Nigdy nie miałam kota nie potrafię określic co może jej byc.

Re: Szylkretowa koteczka bardzo pilnie szuka domu Warszawa

PostNapisane: Śro cze 22, 2011 10:05
przez VeganGirl85
ignezka pisze:Kurcze kotka zaczęła trochę kichac ;-/ nie wiem czym to jest spowodowane może ma na coś uczulenie, zabrała bym ją do lecznicy ale chwilowo nie stac mnie na to nie byłam przygotowana na ten wydatek a kilka dni temu za szczepienia i zabiegi psa zapłaciłam 270zł;-/ ciężko tak wygospodarowac cos pod koniec miesiąca. Może znacie lekarza który zgodził by się ją obejżec teraz a zapłaciła bym za wizyte 02.07? Bardzo mi zależy żeby jej nic nie było, rano miała jeszcze tak jak by takie krwawe kiperki w oczkach ale już ich nie ma. Proszę o pomoc.
Nigdy nie miałam kota nie potrafię określic co może jej byc.
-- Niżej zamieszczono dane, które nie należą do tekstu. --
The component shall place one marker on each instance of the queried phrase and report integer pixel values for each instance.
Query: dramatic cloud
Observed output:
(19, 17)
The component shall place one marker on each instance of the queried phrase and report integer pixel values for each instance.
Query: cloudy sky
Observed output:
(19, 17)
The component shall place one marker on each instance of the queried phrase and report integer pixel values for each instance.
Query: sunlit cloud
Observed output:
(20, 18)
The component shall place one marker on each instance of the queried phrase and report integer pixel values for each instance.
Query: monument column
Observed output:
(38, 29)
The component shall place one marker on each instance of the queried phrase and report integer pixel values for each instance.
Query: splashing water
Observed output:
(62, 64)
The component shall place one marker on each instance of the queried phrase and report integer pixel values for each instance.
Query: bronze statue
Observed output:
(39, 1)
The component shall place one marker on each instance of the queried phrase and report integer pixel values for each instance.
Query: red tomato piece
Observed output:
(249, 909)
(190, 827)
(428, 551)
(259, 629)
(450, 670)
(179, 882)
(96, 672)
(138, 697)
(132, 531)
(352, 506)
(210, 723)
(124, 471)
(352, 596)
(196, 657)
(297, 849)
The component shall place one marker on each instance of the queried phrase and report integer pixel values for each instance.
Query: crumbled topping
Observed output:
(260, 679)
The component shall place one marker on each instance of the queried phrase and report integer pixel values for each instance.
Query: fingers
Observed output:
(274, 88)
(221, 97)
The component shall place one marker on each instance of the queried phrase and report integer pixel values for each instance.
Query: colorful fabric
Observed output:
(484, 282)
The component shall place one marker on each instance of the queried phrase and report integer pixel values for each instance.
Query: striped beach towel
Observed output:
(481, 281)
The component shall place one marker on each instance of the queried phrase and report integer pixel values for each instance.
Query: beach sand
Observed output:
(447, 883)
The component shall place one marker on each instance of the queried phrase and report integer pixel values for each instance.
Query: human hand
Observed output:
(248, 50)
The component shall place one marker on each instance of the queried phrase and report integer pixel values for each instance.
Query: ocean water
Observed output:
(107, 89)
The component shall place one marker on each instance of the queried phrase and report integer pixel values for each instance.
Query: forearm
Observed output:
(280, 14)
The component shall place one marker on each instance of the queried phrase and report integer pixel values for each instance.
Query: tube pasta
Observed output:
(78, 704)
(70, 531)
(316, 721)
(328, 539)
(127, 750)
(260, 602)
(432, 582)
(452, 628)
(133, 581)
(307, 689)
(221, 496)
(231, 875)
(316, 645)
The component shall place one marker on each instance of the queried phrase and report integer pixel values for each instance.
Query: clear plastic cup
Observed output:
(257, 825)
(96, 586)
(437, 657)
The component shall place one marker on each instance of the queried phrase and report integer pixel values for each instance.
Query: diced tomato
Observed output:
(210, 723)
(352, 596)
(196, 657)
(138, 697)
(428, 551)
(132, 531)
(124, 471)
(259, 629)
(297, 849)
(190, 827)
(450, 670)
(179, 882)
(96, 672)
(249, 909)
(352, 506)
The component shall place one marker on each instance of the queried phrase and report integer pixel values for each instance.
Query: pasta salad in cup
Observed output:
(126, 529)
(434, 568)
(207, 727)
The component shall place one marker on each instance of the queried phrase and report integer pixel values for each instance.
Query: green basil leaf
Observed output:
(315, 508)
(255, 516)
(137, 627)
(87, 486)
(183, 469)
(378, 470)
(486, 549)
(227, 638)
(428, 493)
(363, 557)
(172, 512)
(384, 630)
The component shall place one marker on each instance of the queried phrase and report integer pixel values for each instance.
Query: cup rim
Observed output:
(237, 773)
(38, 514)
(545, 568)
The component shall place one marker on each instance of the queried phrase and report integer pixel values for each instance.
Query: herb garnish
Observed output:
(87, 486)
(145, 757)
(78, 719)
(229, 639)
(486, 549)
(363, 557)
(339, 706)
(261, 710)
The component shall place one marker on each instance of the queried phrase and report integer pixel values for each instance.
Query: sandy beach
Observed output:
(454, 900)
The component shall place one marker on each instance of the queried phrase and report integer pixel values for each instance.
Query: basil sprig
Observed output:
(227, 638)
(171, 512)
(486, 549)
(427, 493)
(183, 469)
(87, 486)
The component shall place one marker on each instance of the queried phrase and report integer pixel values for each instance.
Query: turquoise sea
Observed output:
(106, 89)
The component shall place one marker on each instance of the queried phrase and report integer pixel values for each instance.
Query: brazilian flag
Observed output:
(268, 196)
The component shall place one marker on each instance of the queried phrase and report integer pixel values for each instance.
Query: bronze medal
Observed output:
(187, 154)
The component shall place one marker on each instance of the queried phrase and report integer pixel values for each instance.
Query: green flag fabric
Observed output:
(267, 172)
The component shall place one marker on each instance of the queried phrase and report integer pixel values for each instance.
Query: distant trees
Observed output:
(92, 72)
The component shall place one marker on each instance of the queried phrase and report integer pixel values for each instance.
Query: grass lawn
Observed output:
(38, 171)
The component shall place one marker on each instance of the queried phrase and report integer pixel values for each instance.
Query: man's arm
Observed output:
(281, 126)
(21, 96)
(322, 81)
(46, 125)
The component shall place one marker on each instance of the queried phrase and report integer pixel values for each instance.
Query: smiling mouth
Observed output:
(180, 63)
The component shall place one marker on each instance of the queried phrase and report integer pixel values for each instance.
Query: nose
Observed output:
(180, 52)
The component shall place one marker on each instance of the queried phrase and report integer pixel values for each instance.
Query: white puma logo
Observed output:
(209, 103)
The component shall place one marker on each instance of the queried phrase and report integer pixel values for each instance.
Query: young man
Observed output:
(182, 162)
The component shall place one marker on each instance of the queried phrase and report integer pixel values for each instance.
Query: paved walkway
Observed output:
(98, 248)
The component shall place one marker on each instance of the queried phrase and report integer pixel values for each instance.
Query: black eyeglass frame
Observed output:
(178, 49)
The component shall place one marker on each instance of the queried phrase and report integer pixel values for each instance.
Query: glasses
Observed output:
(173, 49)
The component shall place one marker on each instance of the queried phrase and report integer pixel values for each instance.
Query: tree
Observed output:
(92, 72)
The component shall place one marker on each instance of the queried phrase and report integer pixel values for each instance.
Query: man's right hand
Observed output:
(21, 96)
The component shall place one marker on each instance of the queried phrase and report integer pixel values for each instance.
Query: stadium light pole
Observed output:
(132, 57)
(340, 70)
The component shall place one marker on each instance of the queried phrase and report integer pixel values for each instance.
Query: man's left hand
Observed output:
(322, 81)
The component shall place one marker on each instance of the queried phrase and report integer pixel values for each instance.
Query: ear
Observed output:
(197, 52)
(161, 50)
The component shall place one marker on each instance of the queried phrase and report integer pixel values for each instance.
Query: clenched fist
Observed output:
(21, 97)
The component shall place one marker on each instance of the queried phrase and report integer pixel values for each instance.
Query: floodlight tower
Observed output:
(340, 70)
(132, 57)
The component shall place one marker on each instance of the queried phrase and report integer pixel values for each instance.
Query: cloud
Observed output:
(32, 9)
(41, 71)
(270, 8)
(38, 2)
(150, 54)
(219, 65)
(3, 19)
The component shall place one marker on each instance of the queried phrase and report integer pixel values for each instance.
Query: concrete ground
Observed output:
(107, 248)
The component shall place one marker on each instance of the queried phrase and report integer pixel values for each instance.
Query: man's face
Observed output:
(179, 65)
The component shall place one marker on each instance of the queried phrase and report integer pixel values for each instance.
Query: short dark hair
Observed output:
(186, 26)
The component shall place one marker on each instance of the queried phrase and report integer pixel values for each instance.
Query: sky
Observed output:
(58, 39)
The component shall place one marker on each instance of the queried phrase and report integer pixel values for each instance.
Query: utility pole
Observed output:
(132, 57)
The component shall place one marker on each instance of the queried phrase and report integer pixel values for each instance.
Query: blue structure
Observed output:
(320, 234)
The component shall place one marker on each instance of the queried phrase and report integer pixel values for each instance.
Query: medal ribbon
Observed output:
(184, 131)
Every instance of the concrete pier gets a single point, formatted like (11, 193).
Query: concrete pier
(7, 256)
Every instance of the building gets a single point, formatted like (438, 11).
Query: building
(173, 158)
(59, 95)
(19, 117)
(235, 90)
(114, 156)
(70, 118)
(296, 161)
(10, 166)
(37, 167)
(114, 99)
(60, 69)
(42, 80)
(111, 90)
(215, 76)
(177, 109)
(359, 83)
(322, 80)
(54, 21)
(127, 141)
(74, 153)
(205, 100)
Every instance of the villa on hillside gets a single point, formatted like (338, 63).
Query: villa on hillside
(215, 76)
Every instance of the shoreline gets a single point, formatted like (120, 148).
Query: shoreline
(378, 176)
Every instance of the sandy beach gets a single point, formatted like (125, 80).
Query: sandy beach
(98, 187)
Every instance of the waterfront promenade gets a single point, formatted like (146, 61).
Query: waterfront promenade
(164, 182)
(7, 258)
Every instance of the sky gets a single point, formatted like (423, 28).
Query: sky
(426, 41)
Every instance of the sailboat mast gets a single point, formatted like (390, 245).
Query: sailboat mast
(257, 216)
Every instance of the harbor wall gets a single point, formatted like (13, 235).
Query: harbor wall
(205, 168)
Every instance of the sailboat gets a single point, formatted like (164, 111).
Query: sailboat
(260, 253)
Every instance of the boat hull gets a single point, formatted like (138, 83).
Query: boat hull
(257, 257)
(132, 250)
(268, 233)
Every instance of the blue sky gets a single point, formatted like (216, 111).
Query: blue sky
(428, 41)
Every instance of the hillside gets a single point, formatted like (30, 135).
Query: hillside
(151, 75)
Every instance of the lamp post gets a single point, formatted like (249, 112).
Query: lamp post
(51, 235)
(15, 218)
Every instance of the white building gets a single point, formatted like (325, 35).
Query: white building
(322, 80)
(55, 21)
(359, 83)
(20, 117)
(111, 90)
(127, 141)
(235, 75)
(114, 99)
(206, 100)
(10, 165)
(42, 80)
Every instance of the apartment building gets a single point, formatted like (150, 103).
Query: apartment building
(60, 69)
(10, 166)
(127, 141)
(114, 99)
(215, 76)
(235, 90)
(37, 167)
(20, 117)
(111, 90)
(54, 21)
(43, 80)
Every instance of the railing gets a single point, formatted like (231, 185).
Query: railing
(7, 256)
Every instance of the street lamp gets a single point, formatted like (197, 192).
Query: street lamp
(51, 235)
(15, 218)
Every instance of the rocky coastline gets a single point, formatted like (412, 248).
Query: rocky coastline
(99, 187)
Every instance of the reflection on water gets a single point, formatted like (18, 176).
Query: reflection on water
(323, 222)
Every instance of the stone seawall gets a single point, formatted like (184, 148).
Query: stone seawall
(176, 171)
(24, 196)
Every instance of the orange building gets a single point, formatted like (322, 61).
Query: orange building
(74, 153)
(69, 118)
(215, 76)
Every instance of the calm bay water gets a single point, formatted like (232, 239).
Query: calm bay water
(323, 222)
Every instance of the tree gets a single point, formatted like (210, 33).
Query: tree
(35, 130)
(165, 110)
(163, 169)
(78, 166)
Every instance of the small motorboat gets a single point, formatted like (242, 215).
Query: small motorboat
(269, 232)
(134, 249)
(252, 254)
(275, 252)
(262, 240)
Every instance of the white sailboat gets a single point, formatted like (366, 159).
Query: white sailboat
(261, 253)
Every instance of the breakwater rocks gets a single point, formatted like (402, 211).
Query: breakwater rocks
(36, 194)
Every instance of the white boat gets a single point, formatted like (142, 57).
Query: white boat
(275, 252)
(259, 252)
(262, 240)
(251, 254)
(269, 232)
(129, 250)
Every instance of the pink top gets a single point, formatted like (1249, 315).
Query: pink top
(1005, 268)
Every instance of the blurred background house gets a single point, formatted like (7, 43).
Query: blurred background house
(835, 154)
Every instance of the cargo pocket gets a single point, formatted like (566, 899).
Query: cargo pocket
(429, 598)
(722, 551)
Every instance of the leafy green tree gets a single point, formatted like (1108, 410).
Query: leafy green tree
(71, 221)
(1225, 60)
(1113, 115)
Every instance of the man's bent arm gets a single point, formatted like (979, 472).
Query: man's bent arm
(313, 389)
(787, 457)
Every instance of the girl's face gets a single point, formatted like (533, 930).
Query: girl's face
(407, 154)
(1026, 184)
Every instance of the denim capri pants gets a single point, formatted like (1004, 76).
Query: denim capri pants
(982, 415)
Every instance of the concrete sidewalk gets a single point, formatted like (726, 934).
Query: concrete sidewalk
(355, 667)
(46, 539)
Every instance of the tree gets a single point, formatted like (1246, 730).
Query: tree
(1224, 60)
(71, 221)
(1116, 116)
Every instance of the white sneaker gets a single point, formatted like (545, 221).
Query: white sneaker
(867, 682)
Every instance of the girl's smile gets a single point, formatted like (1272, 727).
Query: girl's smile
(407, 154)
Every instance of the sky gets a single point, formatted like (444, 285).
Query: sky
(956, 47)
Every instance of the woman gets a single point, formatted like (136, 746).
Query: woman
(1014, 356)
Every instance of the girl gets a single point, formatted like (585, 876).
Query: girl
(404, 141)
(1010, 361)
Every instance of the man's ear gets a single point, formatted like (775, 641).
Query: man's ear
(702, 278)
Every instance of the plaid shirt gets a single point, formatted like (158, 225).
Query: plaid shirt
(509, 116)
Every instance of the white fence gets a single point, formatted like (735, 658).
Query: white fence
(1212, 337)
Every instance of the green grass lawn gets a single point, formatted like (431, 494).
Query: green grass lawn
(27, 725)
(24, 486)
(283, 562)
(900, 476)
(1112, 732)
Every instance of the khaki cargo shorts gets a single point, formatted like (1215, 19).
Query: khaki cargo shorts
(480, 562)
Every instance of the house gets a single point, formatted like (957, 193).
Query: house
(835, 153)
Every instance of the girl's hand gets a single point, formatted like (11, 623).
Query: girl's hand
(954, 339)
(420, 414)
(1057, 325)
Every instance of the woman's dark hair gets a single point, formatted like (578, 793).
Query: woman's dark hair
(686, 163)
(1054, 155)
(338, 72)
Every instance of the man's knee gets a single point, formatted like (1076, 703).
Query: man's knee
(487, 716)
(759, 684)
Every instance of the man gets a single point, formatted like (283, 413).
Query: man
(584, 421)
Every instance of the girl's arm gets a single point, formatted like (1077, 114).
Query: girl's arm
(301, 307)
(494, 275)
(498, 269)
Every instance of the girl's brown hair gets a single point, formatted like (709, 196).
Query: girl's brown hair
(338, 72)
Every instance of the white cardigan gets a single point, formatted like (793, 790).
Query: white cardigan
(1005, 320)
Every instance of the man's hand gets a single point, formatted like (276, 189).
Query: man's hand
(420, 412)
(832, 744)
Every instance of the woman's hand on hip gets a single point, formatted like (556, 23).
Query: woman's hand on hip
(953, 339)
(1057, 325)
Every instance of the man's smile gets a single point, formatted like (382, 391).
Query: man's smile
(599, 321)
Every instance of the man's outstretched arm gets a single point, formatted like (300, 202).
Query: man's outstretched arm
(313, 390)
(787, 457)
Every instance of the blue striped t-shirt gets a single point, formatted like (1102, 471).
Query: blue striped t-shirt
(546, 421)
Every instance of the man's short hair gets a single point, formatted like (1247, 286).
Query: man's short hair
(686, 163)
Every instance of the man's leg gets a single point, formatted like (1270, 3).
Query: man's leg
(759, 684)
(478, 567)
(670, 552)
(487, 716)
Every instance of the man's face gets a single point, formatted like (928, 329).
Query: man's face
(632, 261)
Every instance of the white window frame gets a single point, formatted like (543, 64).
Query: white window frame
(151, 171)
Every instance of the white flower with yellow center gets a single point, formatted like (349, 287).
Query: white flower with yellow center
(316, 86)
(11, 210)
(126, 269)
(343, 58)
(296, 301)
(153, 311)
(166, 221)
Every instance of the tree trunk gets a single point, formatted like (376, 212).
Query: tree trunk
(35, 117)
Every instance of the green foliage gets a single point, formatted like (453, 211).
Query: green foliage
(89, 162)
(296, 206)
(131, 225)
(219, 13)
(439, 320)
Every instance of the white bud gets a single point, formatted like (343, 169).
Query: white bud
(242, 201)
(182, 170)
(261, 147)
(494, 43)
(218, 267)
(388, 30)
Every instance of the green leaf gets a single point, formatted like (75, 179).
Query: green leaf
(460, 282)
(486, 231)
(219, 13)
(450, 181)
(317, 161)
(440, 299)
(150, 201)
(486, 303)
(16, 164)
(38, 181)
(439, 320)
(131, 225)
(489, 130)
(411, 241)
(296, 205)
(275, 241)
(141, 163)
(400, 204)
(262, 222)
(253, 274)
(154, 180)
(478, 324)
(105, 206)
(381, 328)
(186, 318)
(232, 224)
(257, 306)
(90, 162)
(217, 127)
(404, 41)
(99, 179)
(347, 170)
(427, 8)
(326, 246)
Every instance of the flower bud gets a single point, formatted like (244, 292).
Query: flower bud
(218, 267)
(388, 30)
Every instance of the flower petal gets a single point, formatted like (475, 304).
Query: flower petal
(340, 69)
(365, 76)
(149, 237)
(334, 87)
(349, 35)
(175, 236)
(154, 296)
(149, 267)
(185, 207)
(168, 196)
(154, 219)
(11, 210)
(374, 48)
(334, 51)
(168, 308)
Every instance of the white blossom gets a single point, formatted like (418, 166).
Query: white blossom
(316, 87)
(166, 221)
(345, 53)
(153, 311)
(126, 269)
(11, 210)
Kiedyś były talony na leczenie z Urzędu Miasta, ale nie wiem, jak jest w tym roku. Zmień może tytuł wątku, więcej osób się pojawi.

Tym bardziej nie ryzykowałabym porodu... ale nie wiem, czy Koteria zdiagnozuje przy okazji koteczkę, kichającego kastrowanego przeze mnie kocurka podleczyli za darmo.

Re: Kotka pilnie potrzebujemy pomocy w leczeniu WARSZAWA

PostNapisane: Śro cze 22, 2011 10:32
przez seidhee
Piszesz, że nie możesz zatrzymać kotki - a co jeśli urodzi się np. 8 kociąt?! Przecież będą musiały zostać z matką co najmniej dwa miesiące, trzeba je odrobaczyć i zaszczepić - to słono kosztuje - a nie ma żadnej gwarancji na to, że znajdą dobre domy. Tysiące kociaków w tej chwili czekają na nowych właścicieli :/

Pilnie ją zapisz do Koterii na zabieg. Jeśli jest osłabiona i chora, to poród jest ryzykowny. Co zrobisz, jeśli kotka umrze? Wiesz jak trudno jest wykarmić kocie oseski?

Re: Kotka pilnie potrzebujemy pomocy w leczeniu WARSZAWA

PostNapisane: Śro cze 22, 2011 10:49
przez ignezka
Wszystko może zdarzyć ale muszę się zastanowić i przedtem zbadać kociczkę niech lekarz oceni.

Re: Kotka pilnie potrzebujemy pomocy w leczeniu WARSZAWA

PostNapisane: Śro cze 22, 2011 10:51
przez VeganGirl85
ignezka pisze:Wszystko może zdarzyć ale muszę się zastanowić i przedtem zbadać kociczkę niech lekarz oceni.


Kastracja jest lepszym wyjściem także dla kotki niż poród- w razie wątpliwości zawsze możesz zadzwonić do Koterii. Nie ma potrzeby pozwalania na narodziny kolejnych kociąt, a jest to wręcz niewskazane, o czym pisała już moja przedmówczyni.